Nganji,  le 07.12.2016


La musique de Fela Kuti me réveille. 

"Johnny Just Drop" et je saute du lit.

Affronter Kinshasa de jour ? 

I am ready !

Mais avant cela, je retrouve mon père.

La poignée de mains est franche, le regard droit, la joie de se revoir, timide.

Je déjeune rapidement pour ne pas m'habituer au luxe.

Dehors, le soleil brille, la misère aussi. 

Autant laisser mes réflexes d'enfant gâté sur le plateau de charcuterie.

Je n'ai pas encore de numéro de GSM congolais. 

Le service roaming de mon opérateur téléphonique belge sera lourdement facturé.
À moi de trouver un moyen légal de gagner de l'argent pendant mes vacances.

Kinshasa by day s'ouvre enfin à moi.
Pour cette première traversée, je n'ai pas pu m'empêcher d'accepter l'aide de Guy, le chauffeur de ma mère.

La circulation chaotique dans le quartier de Kintambo Magasin n'a pas beaucoup changé.
Pourtant, durant mes deux années d'absence, moi, j'ai appris à devenir un autre photographe. 

La gâchette moins facile, j'évolue maintenant en tireur d'élite.
Un sniper d'images dans ce pays qui connaît le conflit le plus meurtrier depuis la seconde guerre mondiale. 

Un Nikon D750 et son objectif 50mm reposent sur mes genoux pendant que je me familiarise à nouveau aux couleurs de la capitale.

Les tableaux s'enchaînent à un rythme effréné.
Du plus amusant surréalisme aux plus répugnantes réalités.
L'ensemble coexiste, littéralement, dans chaque dix mètres carré que j'aperçois. 

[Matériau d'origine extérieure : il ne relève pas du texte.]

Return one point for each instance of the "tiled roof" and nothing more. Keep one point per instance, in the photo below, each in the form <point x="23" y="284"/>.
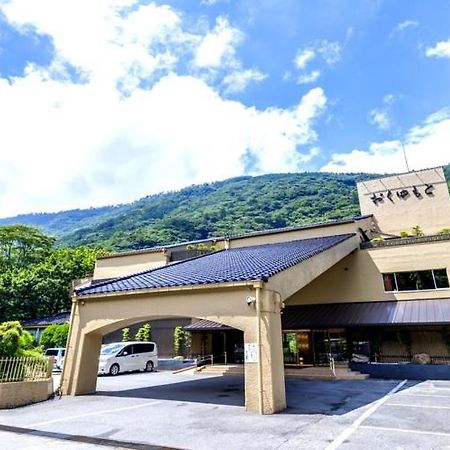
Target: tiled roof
<point x="403" y="312"/>
<point x="258" y="262"/>
<point x="206" y="325"/>
<point x="58" y="318"/>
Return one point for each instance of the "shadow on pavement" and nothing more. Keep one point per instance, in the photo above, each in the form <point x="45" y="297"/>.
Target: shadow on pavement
<point x="335" y="397"/>
<point x="303" y="396"/>
<point x="227" y="390"/>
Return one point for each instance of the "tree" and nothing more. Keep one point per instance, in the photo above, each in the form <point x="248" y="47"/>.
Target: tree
<point x="15" y="341"/>
<point x="55" y="335"/>
<point x="22" y="245"/>
<point x="35" y="278"/>
<point x="179" y="339"/>
<point x="144" y="333"/>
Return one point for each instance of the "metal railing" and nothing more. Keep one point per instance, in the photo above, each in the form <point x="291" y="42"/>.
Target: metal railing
<point x="24" y="368"/>
<point x="206" y="359"/>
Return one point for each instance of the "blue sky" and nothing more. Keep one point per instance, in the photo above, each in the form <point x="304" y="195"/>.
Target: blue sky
<point x="108" y="101"/>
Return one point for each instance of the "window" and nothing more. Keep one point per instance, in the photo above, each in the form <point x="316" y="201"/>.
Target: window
<point x="419" y="280"/>
<point x="144" y="348"/>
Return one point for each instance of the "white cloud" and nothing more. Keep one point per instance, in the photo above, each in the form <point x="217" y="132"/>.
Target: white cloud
<point x="331" y="52"/>
<point x="303" y="57"/>
<point x="440" y="50"/>
<point x="321" y="51"/>
<point x="218" y="46"/>
<point x="124" y="132"/>
<point x="402" y="26"/>
<point x="426" y="145"/>
<point x="309" y="77"/>
<point x="239" y="80"/>
<point x="381" y="117"/>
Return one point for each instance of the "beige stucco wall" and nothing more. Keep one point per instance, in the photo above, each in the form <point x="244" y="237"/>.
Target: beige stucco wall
<point x="431" y="213"/>
<point x="358" y="276"/>
<point x="126" y="264"/>
<point x="24" y="392"/>
<point x="329" y="230"/>
<point x="93" y="317"/>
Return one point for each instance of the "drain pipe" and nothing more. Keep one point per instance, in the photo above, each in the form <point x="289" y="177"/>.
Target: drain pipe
<point x="259" y="345"/>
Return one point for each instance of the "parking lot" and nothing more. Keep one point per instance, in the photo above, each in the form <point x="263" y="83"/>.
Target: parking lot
<point x="162" y="410"/>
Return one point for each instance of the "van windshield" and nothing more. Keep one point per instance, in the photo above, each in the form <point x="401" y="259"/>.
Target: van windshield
<point x="110" y="349"/>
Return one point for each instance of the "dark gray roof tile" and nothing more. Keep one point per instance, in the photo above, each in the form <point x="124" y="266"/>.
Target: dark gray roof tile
<point x="259" y="262"/>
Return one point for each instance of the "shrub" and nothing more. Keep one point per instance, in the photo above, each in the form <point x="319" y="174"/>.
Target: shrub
<point x="15" y="341"/>
<point x="55" y="335"/>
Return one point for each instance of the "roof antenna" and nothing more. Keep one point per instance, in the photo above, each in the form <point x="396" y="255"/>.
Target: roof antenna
<point x="406" y="159"/>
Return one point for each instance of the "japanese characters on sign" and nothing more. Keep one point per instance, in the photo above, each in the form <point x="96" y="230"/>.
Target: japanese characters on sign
<point x="250" y="352"/>
<point x="402" y="193"/>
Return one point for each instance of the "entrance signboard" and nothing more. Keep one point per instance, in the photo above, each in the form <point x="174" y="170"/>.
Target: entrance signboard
<point x="250" y="352"/>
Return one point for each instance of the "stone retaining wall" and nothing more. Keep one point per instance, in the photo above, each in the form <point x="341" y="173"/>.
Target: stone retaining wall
<point x="24" y="392"/>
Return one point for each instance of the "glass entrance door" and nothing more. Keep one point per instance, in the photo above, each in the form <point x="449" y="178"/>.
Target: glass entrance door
<point x="329" y="343"/>
<point x="314" y="347"/>
<point x="297" y="348"/>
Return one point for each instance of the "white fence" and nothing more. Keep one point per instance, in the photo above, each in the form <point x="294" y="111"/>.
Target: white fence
<point x="22" y="368"/>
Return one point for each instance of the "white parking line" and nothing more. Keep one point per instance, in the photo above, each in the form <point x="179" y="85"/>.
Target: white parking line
<point x="404" y="394"/>
<point x="404" y="430"/>
<point x="354" y="426"/>
<point x="96" y="413"/>
<point x="406" y="405"/>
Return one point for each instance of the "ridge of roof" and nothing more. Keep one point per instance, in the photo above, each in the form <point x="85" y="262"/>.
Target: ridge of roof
<point x="250" y="263"/>
<point x="225" y="237"/>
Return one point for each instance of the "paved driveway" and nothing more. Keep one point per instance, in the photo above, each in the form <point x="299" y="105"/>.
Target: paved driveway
<point x="156" y="410"/>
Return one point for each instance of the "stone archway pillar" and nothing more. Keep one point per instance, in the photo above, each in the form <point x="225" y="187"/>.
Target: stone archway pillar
<point x="264" y="370"/>
<point x="80" y="369"/>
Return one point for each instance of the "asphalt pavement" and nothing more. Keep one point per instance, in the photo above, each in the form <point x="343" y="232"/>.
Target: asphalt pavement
<point x="163" y="410"/>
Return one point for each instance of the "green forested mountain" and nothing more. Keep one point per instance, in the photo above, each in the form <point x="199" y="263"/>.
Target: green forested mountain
<point x="232" y="206"/>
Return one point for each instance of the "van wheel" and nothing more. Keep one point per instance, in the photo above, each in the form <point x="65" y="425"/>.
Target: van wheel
<point x="114" y="369"/>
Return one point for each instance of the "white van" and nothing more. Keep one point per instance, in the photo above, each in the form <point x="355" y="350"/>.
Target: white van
<point x="57" y="354"/>
<point x="127" y="356"/>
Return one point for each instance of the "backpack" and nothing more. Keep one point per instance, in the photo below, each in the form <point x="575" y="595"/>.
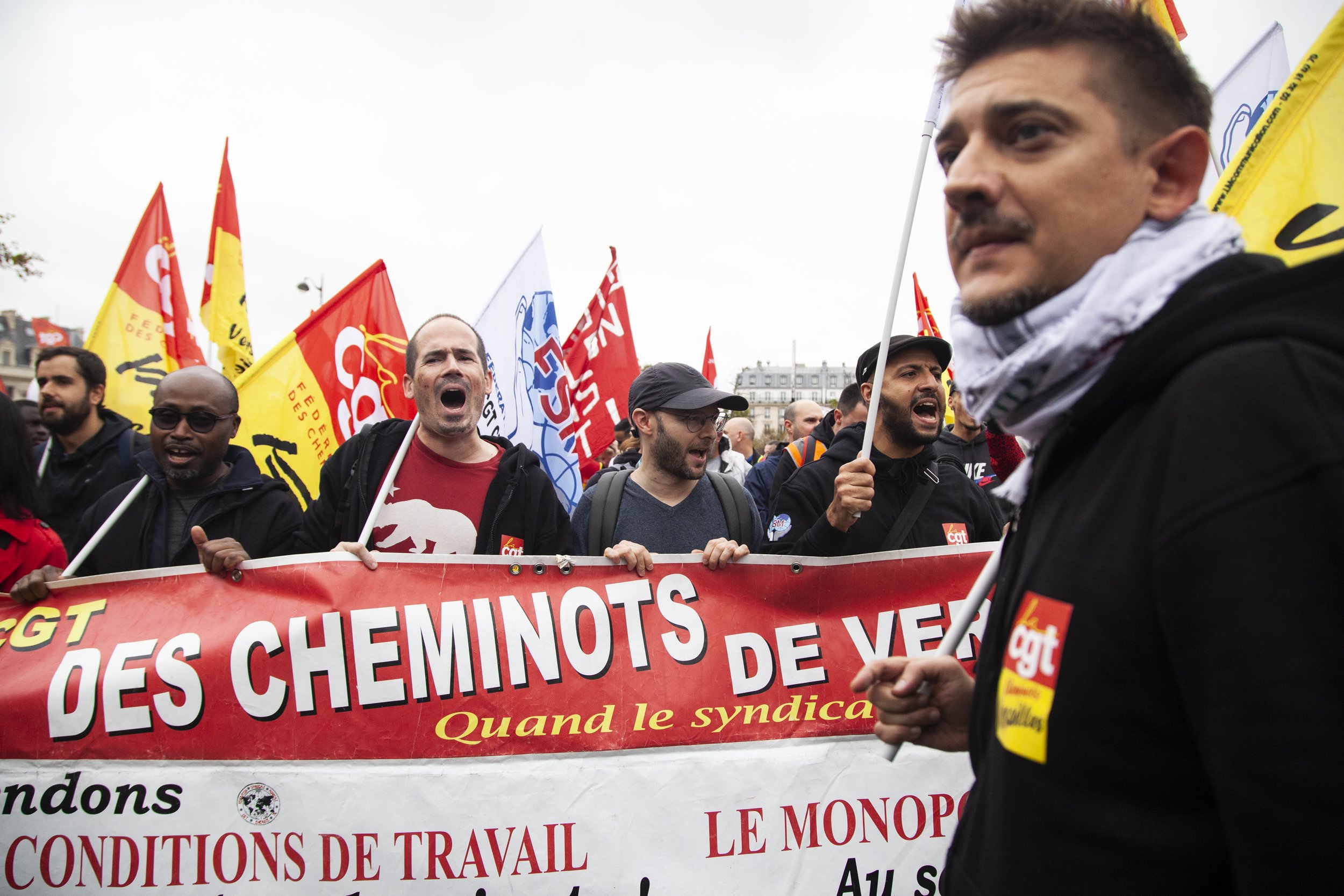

Au coin d'une rue, un garçon vend un chiot brun à poil long qu'il tient à bout de bras.
Pauvre animal, diraient mes amis européens.
Mes pensées : pauvre garçon qui se débrouille ainsi pour gagner son pain.
Au dessus de sa tête, un gigantesque panneau publicitaire vante les mérites d'une douteuse crème éclaircissante.
Entre l'appât du gain et les responsabilités du ministère de la santé publique, la priorité est maintenant connue. 

A deux pas d'une alimentation générale,  des odeurs d'égouts rivalisent avec celles des canaux et fausses sceptiques mal entretenus.

Je remonte ma vitre alors que l'on fend cette foule où piétons et véhicules partagent allègrement la chaussée. Les accidents guettent mais, malgré les klaxons, personne ne semble s'en inquiéter.

Nous voilà  en direction du centre-ville. 

La route est légèrement plus dégagée.

Je retrouve Jean-Michel, mon meilleur ami et chef cuisinier.
Il est revenu définitivement de Londres et vient d'ouvrir son restaurant, discrètement situé en face de l'école belge de Kinshasa. 

 

Commentaires

Oligo, 09.12.16, 8:25:25
On a déjà parlé de poèmes photographiques pour ceux recueillis sous le titre U.S.A. (Paul Morand - 1927)
Ici, on pourrait parler aussi de reportage poétique.
Autant le premier extrait m'a étonné par sa rupture totale avec ta production 'visible' et avec les habitudes du site, autant j'y ai pris goût et j'ai eu plaisir à lire ce troisième extrait . A suivre bien sûr...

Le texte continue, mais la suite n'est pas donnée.